Em princípio, o Surrealismo era a variante francesa de mais uma das vanguardas artísticas que proliferavam na Europa da época: o Expressionismo na Alemanha, o Futurismo na Itália ou na Rússia, e o Dadaísmo na Suíça. Foi a partir do diálogo com esse último, aliás, que o grupo foi formado.

Em comum, todas elas questionavam as fronteiras entre a arte e a vida, mobilizando seus princípios estéticos em favor de uma nova concepção da realidade, diferente da mera representação “realista”.

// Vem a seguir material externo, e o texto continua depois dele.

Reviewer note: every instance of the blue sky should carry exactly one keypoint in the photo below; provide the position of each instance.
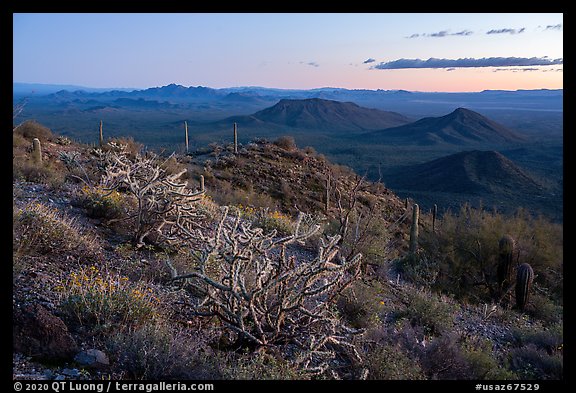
(418, 52)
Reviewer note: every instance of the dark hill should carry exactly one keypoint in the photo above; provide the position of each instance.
(470, 172)
(326, 115)
(461, 127)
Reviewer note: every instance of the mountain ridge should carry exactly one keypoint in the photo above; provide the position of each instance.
(321, 114)
(460, 127)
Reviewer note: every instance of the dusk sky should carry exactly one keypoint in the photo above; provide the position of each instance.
(417, 52)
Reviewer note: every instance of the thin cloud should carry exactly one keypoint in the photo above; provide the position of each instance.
(311, 63)
(527, 69)
(441, 34)
(467, 63)
(464, 32)
(554, 27)
(506, 31)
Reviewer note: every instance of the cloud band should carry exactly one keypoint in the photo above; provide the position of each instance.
(467, 63)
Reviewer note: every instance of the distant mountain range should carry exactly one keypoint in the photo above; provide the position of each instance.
(461, 127)
(468, 172)
(320, 114)
(402, 101)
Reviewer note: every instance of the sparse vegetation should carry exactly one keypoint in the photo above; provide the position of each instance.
(229, 282)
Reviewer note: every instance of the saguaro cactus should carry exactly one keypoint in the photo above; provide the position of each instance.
(414, 229)
(507, 246)
(327, 196)
(101, 138)
(524, 278)
(36, 151)
(235, 139)
(186, 134)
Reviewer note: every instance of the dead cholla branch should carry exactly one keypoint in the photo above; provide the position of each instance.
(163, 200)
(269, 298)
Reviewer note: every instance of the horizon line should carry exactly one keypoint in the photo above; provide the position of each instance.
(270, 88)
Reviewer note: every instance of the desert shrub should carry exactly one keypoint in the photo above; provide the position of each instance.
(465, 249)
(105, 299)
(100, 203)
(266, 219)
(482, 363)
(259, 366)
(31, 129)
(309, 150)
(549, 339)
(160, 351)
(39, 229)
(544, 309)
(129, 146)
(47, 172)
(424, 308)
(19, 142)
(419, 269)
(391, 362)
(533, 363)
(442, 358)
(361, 304)
(286, 143)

Mas o desenvolvimento do Surrealismo foi revelando que, mais que uma vanguarda como as outras, com um começo, meio e fim datado no tempo, o movimento expressava um verdadeiro estado de espírito, ou seja, uma forma de tomada de posição – existencial e política – diante do mundo.

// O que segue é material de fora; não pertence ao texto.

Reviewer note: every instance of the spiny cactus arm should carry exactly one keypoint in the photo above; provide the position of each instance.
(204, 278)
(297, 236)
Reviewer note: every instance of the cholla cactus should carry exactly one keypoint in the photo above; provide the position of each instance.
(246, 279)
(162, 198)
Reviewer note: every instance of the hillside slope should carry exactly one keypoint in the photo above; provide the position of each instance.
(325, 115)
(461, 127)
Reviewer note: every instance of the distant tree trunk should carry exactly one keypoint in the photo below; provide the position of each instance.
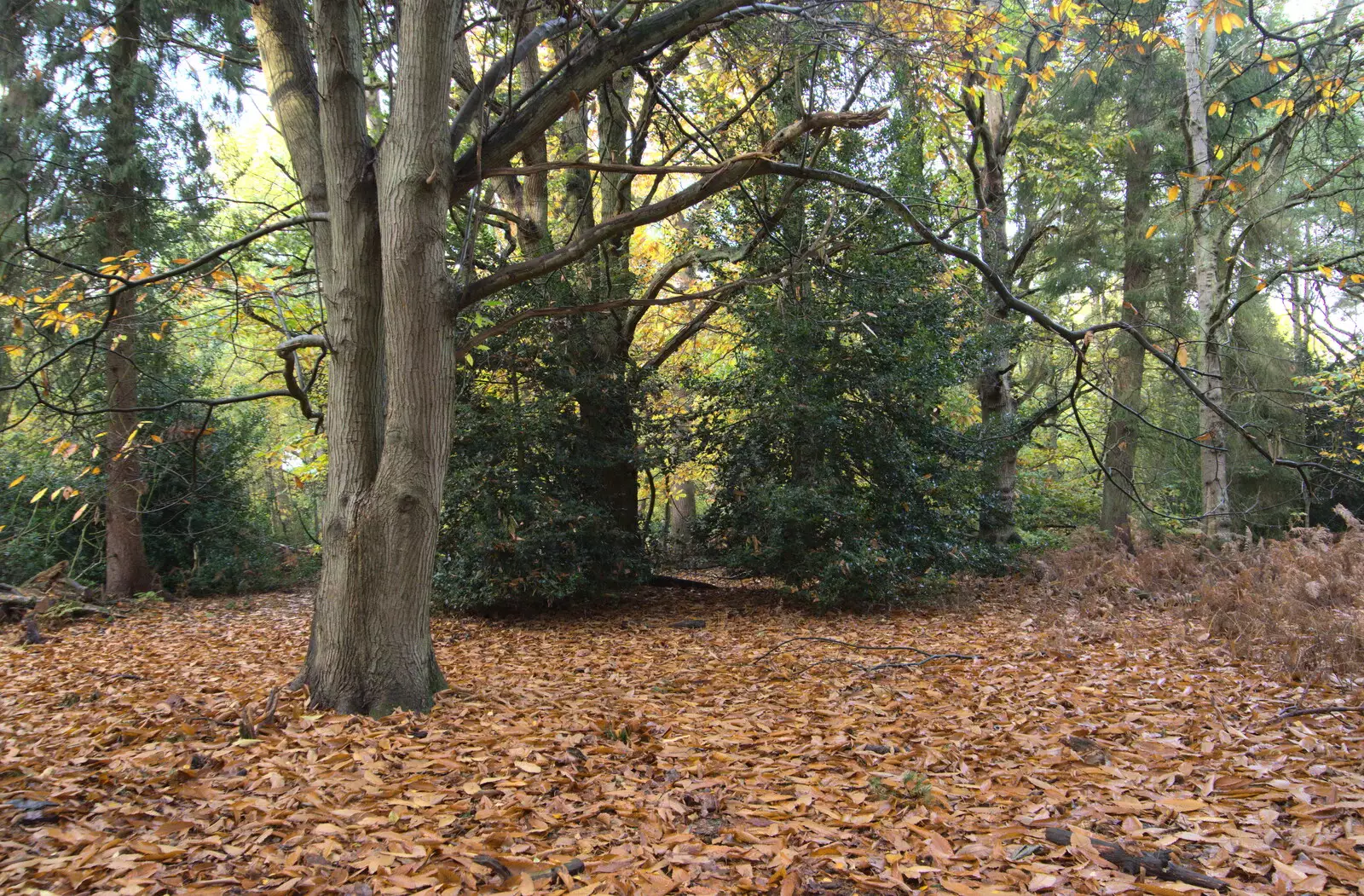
(606, 422)
(682, 512)
(1217, 502)
(993, 384)
(126, 559)
(1122, 434)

Tanto é assim que ele sobreviveu à própria autodissolução, decretada por ­Breton em 1969, tendo continuado a manifestar-se na França, na Bélgica, no Brasil, nos Estados Unidos e em vários outros países.

E tentar dar conta dessa abrangência é, sem dúvida, o principal mérito da exposição blockbuster Surrealismo: Primeiro e Sempre, aberta em setembro no Centro Pompidou, em Paris, em celebração ao centenário do movimento.

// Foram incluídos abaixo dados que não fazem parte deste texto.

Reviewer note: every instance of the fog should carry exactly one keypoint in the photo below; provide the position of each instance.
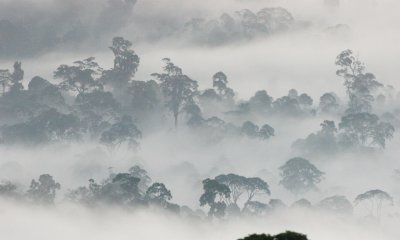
(74, 135)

A exposição fica no Pompidou até janeiro e segue, em 2025, para Madri, Hamburgo e Filadélfia – a ideia é que cada museu, espelhando a proposta original da exposição, conte também sua própria histó­ria do Surrealismo.

A curadoria, ao mesmo tempo, minimiza os aspectos políticos do movimento

O museu francês apresenta o movimento não apenas por meio de suas figuras mais conhecidas, do grupo original parisiense, mas em toda a sua diversidade histórica, geográfica – e, inclusive, de gênero.

Vemos em cena uma perspectiva que, na sua oposição radical à racionalidade burguesa, a mesma que havia levado o mundo à Primeira Guerra Mundial, explorou múltiplos caminhos estéticos e políticos. Como escreve Breton no primeiro manifesto, publicado em outubro de 1924, “não é o temor da loucura que vai nos obrigar a içar a meio pau a bandeira da imaginação”.

A exposição reúne documentos literários, desenhos, pinturas, fotografias e filmes emblemáticos do Surrealismo. São apresentadas obras de Salvador Dalí, de René Magritte, de Pablo Picasso, Giorgio de Chirico, de Max Ernst, de Joan Miró, dentre muitos outros. Mas estão lá também trabalhos de mulheres surrealistas, geralmente relegadas ao segundo plano, tais como Leonora Carrington, Grete Stern, Remedios Varo, Ithell ­Colquhoun, Dora Maar e Dorothea Tanning.

O percurso começa por um corredor escuro pouco criativo, em que estão expostos retratos fotográficos dos primeiros membros do grupo. O objetivo é, aparentemente, nos fazer adentrar na atmosfera surrealista para, a partir daí, chegarmos ao núcleo da exposição, uma sala redonda cujo centro é ocupado pelo manuscrito original do manifesto.

Ao fundo, escutamos a voz do próprio Breton – recriada por Inteligência Artificial – lendo alguns trechos do texto, opção no mínimo paradoxal, dada a crítica radical dos surrealistas ao progresso técnico.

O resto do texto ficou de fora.